After all, who wouldn’t want to give their child that kind of start — enough money, status, and insulation that they could do what they want, where they want? There is nothing wrong with money. Nothing wrong with status. Nothing wrong with beautiful things. The problem begins when advantage puts on the costume of virtue and asks everyone else to mistake it for character.
That is the real confusion here. Privilege itself is not the scandal. Every parent wants to help their child. The scandal begins when structural advantage is retold as moral superiority — when having more capital, more protection, more access, and more room for failure gets translated into a story about discipline, courage, and exceptional inner worth.
That is the same mistake the advantaged players make in the Monopoly experiment: they are given more starting capital and more room for movement, and then slowly begin to mistake structural advantage for character, discipline, and personal merit.

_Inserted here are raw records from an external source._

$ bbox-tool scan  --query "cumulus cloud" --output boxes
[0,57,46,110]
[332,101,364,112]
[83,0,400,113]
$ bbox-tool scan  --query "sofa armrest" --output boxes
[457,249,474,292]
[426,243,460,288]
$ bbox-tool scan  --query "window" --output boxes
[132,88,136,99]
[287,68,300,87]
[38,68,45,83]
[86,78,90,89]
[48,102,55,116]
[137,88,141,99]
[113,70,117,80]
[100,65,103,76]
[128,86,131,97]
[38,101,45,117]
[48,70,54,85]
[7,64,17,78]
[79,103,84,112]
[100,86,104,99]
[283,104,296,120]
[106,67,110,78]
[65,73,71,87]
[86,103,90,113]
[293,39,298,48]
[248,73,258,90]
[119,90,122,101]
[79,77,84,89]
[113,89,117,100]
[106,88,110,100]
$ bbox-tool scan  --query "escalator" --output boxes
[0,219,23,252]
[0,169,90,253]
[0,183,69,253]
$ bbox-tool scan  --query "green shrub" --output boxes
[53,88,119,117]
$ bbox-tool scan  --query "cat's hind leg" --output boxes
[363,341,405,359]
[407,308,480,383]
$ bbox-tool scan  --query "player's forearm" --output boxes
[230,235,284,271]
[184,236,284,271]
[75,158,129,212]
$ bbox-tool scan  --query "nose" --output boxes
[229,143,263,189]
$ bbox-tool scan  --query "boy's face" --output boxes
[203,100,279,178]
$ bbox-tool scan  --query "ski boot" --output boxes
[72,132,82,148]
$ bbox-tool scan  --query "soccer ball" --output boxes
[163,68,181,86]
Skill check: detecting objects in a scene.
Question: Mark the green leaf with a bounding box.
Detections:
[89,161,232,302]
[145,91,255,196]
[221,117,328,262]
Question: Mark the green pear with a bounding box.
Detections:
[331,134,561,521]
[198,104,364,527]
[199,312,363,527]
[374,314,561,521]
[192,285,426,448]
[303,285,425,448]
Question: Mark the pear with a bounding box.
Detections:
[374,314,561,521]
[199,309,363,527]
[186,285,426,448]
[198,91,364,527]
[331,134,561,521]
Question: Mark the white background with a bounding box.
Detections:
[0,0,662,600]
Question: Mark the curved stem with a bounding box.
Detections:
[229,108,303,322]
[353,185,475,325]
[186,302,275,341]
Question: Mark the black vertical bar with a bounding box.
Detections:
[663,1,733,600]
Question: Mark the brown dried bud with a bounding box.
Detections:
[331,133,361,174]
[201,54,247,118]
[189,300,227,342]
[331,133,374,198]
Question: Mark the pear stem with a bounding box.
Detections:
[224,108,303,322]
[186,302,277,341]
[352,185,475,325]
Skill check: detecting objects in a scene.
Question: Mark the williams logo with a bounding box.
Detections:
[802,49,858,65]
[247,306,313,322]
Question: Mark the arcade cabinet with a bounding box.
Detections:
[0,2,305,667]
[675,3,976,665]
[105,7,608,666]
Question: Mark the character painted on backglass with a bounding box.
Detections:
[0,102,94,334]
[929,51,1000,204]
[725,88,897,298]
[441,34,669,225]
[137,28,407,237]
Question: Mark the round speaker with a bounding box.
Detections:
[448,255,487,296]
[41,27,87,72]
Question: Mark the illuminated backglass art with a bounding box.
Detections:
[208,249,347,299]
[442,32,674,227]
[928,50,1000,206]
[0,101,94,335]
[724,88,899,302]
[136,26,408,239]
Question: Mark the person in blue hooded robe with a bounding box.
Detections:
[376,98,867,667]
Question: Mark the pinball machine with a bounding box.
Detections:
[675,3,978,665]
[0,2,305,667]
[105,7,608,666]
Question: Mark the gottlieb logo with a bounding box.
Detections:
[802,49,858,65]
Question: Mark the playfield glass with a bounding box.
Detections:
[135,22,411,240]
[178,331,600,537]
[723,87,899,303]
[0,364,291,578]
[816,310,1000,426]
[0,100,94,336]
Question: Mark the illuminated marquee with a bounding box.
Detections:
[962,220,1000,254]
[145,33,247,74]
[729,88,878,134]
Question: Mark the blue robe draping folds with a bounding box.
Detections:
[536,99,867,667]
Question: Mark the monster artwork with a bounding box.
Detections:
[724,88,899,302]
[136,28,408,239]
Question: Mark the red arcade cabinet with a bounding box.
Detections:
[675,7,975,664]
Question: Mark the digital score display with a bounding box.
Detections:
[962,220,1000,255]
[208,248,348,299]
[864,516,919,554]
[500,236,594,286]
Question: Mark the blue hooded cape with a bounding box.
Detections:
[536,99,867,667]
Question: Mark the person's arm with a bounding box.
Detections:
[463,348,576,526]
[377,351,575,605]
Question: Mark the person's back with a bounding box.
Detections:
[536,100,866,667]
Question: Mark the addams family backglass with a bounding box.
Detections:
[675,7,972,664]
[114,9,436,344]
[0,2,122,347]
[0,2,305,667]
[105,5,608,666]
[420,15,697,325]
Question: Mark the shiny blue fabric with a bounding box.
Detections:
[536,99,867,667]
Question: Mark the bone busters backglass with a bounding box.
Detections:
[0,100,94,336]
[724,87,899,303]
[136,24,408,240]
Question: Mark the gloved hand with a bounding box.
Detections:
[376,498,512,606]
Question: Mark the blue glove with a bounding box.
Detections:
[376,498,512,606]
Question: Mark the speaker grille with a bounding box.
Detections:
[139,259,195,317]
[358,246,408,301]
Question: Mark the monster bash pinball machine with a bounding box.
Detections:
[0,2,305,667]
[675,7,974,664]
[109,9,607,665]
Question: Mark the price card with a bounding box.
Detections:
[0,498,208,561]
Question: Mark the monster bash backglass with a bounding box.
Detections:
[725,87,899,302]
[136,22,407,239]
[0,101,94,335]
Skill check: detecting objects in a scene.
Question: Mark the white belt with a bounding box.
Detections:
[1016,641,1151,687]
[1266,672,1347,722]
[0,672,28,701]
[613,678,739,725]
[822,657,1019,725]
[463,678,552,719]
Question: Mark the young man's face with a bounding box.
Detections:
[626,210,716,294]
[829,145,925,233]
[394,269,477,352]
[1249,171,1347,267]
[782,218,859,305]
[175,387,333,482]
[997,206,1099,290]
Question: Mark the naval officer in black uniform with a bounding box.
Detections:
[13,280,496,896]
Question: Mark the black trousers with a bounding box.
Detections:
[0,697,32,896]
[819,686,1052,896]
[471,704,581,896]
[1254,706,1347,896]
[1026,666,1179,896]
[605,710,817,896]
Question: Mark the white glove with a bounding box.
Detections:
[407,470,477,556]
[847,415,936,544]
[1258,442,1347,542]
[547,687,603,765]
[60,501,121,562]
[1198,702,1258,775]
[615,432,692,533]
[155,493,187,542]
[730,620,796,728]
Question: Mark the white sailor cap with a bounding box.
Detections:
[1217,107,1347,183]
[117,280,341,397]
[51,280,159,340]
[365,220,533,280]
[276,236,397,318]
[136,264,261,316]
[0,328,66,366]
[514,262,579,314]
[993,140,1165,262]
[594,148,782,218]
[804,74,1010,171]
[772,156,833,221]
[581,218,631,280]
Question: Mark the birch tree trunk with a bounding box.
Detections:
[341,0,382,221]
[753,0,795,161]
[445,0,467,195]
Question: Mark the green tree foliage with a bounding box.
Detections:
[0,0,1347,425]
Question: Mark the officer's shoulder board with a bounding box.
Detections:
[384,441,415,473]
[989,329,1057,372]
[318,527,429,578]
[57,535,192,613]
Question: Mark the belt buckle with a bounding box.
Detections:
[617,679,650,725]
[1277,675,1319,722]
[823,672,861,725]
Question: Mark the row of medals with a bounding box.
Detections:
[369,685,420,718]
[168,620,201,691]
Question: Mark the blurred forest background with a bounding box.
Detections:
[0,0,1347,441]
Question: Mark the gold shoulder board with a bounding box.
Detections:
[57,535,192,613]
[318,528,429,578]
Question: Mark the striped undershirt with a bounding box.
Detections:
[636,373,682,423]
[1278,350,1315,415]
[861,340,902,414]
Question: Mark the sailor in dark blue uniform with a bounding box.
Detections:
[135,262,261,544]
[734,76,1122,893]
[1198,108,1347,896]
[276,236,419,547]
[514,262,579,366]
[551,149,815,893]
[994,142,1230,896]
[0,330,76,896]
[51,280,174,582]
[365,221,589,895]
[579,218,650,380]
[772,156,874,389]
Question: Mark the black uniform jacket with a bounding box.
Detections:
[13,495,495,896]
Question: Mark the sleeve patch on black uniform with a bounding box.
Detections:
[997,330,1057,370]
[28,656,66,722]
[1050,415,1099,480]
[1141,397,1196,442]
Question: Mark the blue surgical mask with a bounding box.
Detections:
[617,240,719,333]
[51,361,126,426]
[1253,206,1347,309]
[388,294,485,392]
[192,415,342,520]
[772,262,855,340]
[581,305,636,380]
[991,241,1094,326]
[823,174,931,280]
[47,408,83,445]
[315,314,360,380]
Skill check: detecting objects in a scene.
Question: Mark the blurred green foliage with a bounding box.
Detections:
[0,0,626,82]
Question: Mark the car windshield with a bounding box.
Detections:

I’m not sure I have a positive ending here, because all of this is rooted in human egocentrism, while behavior is constantly shaped by structural pressure as well. But much of it would become more bearable if people with privilege could simply put their ego in their pocket, say “Mom, Dad,” and then try to make themselves useful instead of building elaborate myths about their uniqueness. Maybe that is utopian. Or maybe I’ve managed to persuade at least one such person that this is both more honest and, in a strange way, more freeing.